As Americans look for a way forward in today’s crisis, and cries for coordination from federal or state governments prove futile, perhaps they too will begin to seek out alternative forms of organization. Freeman points out that “ordinary people” can be seen “stepping into the breach” to provide relief where political infrastructure does not. What would it mean to understand this not as individual goodwill but class solidarity?

In forging the historic alliance of the Sindicato Único at the Sants conference, Pestaña wrote, the CNT turned “clothing workers, laborers, [and] carpenters” into a “phalanx of producers conscious of their rights and ready to defend them at any moment.” This force, thrusting Barcelona into darkness during La Canadiense, had incredible power. In the midst of the pandemic, the CNT’s ground-up model of community empowerment and mobilization offered an alternative to the “sanitary dictatorship” peddled by the floundering monarchy.

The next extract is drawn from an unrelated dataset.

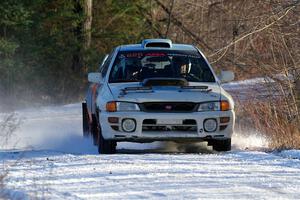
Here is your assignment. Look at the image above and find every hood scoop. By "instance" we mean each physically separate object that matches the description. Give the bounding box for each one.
[142,78,188,87]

Today’s labor movements, in both Spain and America, lack the numbers and the force that they had after World War I. But the response to COVID-19 may produce the solidarity essential to labor mobilization. “Even before the pandemic, workers were living on the edge financially,” Los Angeles County Federation of Labor president Ron Herrera told the Los Angeles Times in May. “This crisis has been the glue for workers to come together, blue-collar and white-collar, not just union members. It sounds corny, but we’re moving towards a worker rebellion.”

If action at this scale seems like a distant memory, so did a global pandemic, last seen more than a century ago. The pandemic has thrown into relief the impassable structures which surround us. Forty-four days of dark in Barcelona helped to show for a moment that they are not as unassailable as they seemed.